What’s really helped me was learning and accepting that I’m not just a carer. I stopped defining myself by that role and started doing some things for me. It’s far too easy to pour everything you’ve got into caring and forget that you deserve a life too. If you never do anything for yourself, then you start to feel lost and unfulfilled. I don’t always use my free time productively but I try and treasure it nonetheless.
“I’ve become a better person, and I’m a stronger person mentally and emotionally.”
Though it’s taken some time to accept it, I can now look at my experiences of caring as positives. I’ve become a better person, and I’m a stronger person mentally and emotionally. For the biggest part of my adult life, I suppressed my sexuality. Now I’m out to my mother and my best friend is now my girlfriend too! I don’t know if I could have done that had I not been forced to become a stronger person.
I’ve also found that I can set myself goals now, and work through them. It’s all part of giving me a sense of purpose beyond caring because it makes me feel good about myself. I also believe this makes me a better carer. I always regretted not going to university, and now thanks to The Open University, I have a number of qualifications! I decided I wanted a blog, despite having no idea what to put on there, and now I have that too!

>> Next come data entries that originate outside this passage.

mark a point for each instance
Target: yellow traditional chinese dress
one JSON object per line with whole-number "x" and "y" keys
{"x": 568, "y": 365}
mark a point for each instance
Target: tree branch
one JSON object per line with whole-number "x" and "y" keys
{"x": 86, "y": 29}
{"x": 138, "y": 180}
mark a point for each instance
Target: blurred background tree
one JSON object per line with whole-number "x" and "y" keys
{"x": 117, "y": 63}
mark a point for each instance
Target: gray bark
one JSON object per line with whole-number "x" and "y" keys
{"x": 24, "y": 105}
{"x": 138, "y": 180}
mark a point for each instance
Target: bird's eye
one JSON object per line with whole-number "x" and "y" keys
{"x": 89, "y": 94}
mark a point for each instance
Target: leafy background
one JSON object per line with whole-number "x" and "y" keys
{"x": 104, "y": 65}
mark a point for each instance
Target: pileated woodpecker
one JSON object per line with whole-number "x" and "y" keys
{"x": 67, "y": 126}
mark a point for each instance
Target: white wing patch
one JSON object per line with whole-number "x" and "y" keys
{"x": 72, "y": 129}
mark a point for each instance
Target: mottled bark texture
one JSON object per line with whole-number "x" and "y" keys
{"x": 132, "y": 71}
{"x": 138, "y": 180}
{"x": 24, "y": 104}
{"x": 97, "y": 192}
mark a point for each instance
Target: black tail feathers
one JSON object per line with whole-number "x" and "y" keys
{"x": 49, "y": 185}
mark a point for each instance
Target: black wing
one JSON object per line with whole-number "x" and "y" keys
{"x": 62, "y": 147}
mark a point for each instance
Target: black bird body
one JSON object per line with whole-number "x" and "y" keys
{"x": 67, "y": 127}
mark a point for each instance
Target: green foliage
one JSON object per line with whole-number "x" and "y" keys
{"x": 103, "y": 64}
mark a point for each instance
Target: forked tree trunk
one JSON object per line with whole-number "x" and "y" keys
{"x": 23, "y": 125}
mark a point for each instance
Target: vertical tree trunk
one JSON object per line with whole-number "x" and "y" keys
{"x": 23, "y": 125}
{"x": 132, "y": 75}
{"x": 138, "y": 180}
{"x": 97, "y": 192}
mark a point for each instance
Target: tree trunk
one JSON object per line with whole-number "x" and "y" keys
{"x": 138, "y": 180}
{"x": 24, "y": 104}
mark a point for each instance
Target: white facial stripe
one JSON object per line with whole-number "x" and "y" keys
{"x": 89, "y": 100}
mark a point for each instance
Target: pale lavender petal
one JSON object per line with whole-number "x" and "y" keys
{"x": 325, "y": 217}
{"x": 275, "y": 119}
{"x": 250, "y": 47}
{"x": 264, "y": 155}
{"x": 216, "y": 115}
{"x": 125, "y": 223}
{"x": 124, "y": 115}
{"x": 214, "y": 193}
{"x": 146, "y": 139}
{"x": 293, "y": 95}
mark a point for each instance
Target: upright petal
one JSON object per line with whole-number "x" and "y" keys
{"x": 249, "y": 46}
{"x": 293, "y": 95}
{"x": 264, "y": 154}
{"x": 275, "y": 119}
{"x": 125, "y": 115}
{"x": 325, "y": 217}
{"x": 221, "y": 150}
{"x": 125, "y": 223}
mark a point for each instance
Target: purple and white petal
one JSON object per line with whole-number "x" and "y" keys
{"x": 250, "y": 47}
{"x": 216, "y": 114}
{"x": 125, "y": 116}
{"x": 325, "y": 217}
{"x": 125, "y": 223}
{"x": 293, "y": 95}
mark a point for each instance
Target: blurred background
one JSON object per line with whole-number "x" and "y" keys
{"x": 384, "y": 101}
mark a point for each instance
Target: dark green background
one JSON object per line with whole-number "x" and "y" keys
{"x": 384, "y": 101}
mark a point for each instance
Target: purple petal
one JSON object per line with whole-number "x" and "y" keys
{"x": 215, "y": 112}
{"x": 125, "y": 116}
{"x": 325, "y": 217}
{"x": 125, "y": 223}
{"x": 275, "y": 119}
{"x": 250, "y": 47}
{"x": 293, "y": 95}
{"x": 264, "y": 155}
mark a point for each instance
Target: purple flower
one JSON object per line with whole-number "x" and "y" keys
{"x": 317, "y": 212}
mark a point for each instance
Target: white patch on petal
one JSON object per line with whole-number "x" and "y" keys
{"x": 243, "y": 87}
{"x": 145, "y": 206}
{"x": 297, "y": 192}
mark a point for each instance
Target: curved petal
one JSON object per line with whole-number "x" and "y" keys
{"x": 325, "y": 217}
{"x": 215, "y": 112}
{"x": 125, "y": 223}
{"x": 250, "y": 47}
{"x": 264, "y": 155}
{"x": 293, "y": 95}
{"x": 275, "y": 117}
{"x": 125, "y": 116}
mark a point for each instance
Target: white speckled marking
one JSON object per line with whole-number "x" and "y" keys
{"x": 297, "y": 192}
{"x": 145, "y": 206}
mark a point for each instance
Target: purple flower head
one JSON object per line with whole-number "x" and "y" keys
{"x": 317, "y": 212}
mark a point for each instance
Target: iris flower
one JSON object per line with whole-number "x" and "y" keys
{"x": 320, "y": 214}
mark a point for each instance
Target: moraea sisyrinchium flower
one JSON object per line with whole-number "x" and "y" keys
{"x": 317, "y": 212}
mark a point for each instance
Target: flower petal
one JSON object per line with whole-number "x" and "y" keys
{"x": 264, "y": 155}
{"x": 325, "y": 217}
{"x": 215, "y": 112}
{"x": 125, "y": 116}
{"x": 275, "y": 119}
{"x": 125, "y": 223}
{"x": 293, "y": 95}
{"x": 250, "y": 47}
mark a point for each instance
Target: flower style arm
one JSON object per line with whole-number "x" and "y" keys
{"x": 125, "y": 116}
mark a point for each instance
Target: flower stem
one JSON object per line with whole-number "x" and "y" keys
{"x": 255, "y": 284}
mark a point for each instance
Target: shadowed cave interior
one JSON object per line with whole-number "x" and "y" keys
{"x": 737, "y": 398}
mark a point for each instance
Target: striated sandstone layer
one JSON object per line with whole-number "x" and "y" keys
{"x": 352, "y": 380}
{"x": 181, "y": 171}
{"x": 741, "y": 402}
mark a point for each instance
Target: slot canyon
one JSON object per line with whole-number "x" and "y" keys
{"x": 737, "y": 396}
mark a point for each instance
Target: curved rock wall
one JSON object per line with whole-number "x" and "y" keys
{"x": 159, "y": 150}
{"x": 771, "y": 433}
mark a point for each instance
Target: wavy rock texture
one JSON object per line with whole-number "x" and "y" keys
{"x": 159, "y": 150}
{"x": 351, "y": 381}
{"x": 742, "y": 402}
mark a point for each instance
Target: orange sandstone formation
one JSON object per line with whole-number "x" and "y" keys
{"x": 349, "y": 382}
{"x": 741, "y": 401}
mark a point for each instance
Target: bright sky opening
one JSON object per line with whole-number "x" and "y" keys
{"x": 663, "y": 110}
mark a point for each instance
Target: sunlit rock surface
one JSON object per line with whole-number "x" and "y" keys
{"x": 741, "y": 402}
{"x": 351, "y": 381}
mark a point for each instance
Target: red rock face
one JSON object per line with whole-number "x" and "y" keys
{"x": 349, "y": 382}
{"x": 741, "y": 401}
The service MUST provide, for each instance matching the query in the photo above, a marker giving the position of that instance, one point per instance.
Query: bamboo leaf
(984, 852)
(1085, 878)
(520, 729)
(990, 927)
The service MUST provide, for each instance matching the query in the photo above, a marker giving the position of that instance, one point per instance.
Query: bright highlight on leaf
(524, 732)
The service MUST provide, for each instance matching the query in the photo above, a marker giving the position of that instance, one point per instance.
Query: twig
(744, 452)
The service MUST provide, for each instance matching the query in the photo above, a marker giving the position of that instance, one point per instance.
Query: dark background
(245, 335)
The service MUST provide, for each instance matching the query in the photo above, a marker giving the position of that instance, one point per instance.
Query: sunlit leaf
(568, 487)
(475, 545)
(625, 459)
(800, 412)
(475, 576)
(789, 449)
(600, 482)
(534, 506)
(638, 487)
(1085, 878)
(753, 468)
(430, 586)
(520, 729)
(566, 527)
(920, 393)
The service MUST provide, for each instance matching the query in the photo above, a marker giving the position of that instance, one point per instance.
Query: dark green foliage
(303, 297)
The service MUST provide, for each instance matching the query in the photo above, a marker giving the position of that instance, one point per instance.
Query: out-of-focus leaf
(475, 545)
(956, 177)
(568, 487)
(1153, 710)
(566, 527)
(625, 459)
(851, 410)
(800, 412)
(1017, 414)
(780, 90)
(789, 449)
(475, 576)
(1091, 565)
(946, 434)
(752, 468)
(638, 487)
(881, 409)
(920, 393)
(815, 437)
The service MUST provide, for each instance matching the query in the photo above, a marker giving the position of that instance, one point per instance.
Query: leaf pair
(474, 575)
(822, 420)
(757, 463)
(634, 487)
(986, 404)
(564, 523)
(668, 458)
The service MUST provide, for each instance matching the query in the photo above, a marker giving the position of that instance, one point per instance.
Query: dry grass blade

Even little things like finishing video games oddly give me a sense of reward, and an escape from the day-to-day.
Currently, I’m working on writing and publishing a fantasy novel. It’s slow-going at times, but I’ll get there!
Caring was a change in circumstance that I was ill-prepared for. If you take anything from these ramblings, let it be that it’s not wrong to feel down as a carer, and it most certainly isn’t wrong to ask for support. I’m actually quite proud of my own accomplishments over the past few years, and the catalyst for all of them was when I walked into a GP’s office and said, quite tearfully, “Help me.”